Colchester Council’s planning committee will consider proposals for the disused site in Magdalen Street, Colchester, at a meeting tomorrow night.

Victoria Hall Management wants to create the flats across three four-storey blocks.

If the plans are agreed, it will also provide a range of communal facilities like a quiet study area and laundrette on site.

Plans to build 230 student homes at the depot, which was last used by First Essex to store its fleet, were approved by the planning committee in 2016.

The revised proposals, which add another 20 flats, have also been recommended for approval by Colchester Council officers.

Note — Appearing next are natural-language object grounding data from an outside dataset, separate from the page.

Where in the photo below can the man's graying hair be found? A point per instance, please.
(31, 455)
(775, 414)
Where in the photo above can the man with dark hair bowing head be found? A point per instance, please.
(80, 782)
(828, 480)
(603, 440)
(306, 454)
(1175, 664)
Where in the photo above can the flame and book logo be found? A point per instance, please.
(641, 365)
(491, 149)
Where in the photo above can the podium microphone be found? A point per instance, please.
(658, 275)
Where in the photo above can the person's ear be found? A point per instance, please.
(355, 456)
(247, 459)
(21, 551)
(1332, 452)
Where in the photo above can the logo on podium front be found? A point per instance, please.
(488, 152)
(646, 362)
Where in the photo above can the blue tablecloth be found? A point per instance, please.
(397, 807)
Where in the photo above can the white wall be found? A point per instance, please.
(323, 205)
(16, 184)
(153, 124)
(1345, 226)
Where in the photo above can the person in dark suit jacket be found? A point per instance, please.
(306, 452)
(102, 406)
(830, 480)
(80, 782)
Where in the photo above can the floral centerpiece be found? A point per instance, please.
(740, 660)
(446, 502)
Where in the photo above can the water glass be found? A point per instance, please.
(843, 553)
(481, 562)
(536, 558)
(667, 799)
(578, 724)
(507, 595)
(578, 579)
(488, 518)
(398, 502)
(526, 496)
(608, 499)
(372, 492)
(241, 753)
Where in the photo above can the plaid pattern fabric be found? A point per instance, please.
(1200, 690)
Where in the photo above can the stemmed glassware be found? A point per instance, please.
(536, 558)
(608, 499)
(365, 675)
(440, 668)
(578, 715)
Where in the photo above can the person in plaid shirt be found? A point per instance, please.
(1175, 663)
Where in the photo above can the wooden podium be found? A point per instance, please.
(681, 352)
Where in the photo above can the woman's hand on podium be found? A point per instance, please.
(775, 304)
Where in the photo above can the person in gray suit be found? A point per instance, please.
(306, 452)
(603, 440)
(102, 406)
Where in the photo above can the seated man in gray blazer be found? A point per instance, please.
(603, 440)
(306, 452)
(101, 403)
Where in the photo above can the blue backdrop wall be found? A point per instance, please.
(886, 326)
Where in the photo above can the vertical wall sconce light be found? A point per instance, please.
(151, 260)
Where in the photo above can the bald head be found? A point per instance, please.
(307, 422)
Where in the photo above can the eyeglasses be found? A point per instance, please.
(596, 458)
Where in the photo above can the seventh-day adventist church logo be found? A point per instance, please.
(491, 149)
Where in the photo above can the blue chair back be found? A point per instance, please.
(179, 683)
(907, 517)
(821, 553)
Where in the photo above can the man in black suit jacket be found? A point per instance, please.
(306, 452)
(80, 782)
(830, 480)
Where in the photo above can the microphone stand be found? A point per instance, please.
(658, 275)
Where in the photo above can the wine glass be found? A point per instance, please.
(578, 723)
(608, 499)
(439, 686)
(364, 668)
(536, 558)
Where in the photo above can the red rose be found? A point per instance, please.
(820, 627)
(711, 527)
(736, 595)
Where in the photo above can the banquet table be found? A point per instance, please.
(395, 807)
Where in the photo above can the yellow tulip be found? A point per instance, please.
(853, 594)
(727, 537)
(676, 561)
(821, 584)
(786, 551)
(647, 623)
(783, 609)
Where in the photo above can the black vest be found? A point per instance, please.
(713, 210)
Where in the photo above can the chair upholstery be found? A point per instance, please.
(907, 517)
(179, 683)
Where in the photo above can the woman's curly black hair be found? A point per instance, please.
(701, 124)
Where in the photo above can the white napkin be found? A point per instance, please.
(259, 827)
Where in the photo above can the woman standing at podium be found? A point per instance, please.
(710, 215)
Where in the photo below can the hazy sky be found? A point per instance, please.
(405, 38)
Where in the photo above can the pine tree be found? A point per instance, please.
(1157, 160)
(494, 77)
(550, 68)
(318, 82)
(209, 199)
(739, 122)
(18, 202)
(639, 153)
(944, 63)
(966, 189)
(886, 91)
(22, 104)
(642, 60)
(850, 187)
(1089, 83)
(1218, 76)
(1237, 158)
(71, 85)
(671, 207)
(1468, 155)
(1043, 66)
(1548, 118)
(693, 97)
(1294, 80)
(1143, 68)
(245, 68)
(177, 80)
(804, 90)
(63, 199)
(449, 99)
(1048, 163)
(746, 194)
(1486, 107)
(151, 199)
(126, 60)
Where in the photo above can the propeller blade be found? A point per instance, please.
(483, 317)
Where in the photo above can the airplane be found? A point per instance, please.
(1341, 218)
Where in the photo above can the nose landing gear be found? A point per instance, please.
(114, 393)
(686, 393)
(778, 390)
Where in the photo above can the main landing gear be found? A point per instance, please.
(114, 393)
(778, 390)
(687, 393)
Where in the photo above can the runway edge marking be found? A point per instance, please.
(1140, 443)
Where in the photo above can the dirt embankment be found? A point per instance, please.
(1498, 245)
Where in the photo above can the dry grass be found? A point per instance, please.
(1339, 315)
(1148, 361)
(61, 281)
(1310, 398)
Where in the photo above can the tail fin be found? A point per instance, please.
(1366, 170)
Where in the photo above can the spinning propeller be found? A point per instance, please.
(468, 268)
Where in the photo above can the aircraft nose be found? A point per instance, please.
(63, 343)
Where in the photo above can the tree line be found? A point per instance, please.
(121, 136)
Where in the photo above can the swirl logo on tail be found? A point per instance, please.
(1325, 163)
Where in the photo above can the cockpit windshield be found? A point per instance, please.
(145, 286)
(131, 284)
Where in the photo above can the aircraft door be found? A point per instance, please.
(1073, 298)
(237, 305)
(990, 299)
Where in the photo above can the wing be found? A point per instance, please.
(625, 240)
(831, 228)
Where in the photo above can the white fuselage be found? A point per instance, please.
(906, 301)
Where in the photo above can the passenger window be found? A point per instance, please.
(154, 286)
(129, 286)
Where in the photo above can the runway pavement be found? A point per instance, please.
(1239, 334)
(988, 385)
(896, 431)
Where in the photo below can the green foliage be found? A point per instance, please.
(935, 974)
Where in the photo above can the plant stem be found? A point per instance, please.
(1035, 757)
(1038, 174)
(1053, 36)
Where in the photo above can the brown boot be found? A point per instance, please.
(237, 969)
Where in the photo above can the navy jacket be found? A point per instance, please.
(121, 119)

But Colchester High Steward and former town MP and mayor Sir Bob Russell has criticised the plans and said any proposals to up the number of students flats should have been discussed in front of a full-complement of councillors.

He said: “Colchester Council owns the land and in this case is behaving like a property speculator not a local authority.

“I do not think elected members have said yes on the plans to build more student flats.

“There is now a grotesque situation where the site is already set to be overdeveloped but now it will be even further overdeveloped.”

He also slammed proposals for more student accommodation in the nearby Cultural Quarter area.

He said: “These plans are not quite, but nearly, as bad for Colchester as Alumno’s plans for the Cultural Quarter.”

The council’s planning officers believe the student flats development will help turn around the area’s “run down”

appearance with Magdalen Street seen as a regeneration area by planners.

If the plans are approved, Victoria Hall Management will be asked to contribute £170,000 towards bus services in the area.

There have been three serious fires reported at the depot since 2017. Each time the cause was found to be deliberate.